Coupon payments are fixed, but the percentage return that investors receive varies based on market conditions. This percentage return is referred to as the bond’s yield.

Yield to maturity (YTM) is the rate of return expected from a bond held until its maturity date. However, the YTM equals the expected rate of return under certain assumptions. Which of the following is one of those assumptions?

The bond has an early redemption feature.

The bond will not be called.

Consider the case of Badger Corp.:

Badger Corp. has 9% annual coupon bonds that are callable and have 18 years left until maturity. The bonds have a par value of $1,000, and their current market price is $1,040.35. However, Badger Corp. may call the bonds in eight years at a call price of $1,060. What are the YTM and the yield to call (YTC) on Badger Corp.’s bonds?

	Value
YTM
YTC

If interest rates are expected to remain constant, what is the best estimate of the remaining life left for Badger Corp.’s bonds?

5 years

18 years

10 years

8 years

If Badger Corp. issued new bonds today, what coupon rate must the bonds have to be issued at par?

Answer 1

We have following formula for calculation of bond’s yield to maturity (YTM) for the case when it is not called (normal bond price calculation)

Bond price P0 = C* [1- 1/ (1+YTM) ^n] /i + M / (1+YTM) ^n

Where,

P0 = the current market price of bond = $1,040.35

C = coupon payment = 9% of $1000 = $90

n = number of payments (time remaining to maturity) = 18 years

YTM = interest rate, or yield to maturity =?

M = value at maturity, or par value = $ 1000

Now we have,

$ 1,040.35 = $90 * [1 – 1 / (1+YTM) ^18] /i + 1000 / (1+YTM) ^18

By trial and error method we can calculate the value of YTM = 8.55% per year

[Or you can use excel function for YTM calculation in following manner

“= Rate(N,PMT,PV,FV)”

“Rate(18,-90,1040.35,-1000)” = 8.55%]

The formula to calculate the bond's yield-to-call (YTC) is as follows

P = the current market price of bond = $1,040.35

C = coupon payment = 9% of $1000 = $90

CP = the call price = $1,060 (assumed it as the maturity value if the bond is callable)

t = the number of years remaining until the call date = 8 years

YTC = the yield to call =?

The complete formula to calculate yield to call is:

P = C * {(1 – 1/ (1 + YTC) ^ t) / (YTC)} + (CP / (1 + YTC) ^t)
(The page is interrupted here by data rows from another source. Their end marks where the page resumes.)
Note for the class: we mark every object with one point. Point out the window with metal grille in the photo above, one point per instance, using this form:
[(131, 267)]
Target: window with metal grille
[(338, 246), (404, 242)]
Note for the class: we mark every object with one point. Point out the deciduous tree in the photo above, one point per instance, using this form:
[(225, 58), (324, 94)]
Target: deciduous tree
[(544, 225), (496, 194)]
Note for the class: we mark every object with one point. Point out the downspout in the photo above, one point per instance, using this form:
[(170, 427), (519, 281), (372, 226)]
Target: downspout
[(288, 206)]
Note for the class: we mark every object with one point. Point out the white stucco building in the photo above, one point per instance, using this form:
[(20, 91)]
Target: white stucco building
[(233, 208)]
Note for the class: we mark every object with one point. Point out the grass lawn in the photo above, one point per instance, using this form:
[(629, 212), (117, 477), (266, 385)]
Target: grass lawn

$1,040.35 = $90 *{(1- 1/ (1+ YTC) ^8)/ (YTC)} + ($1,060/ (1+YTC) ^8)

With the help of above equation and by trial and error method we can calculate the value of YTC = 8.82% per year

[Or you can use excel function for YTC calculation in following manner

“= Rate(N,PMT,PV,FV)”

“Rate(3,-85,1040.35,-1060)” = 8.82%]

	Value
YTM	8.52%
YTC	8.82%

If interest rates are expected to remain constant, what is the best estimate of the remaining life left for Badger Corp.’s bonds?

The best estimate for the remaining term is 18 years because the company would not call the bonds as YTM is less than the YTC.

If Badger Corp. issued new bonds today, what coupon rate must the bonds have to be issued at par?

The coupon rate to issue a bond at par is YTM which is 8.52%.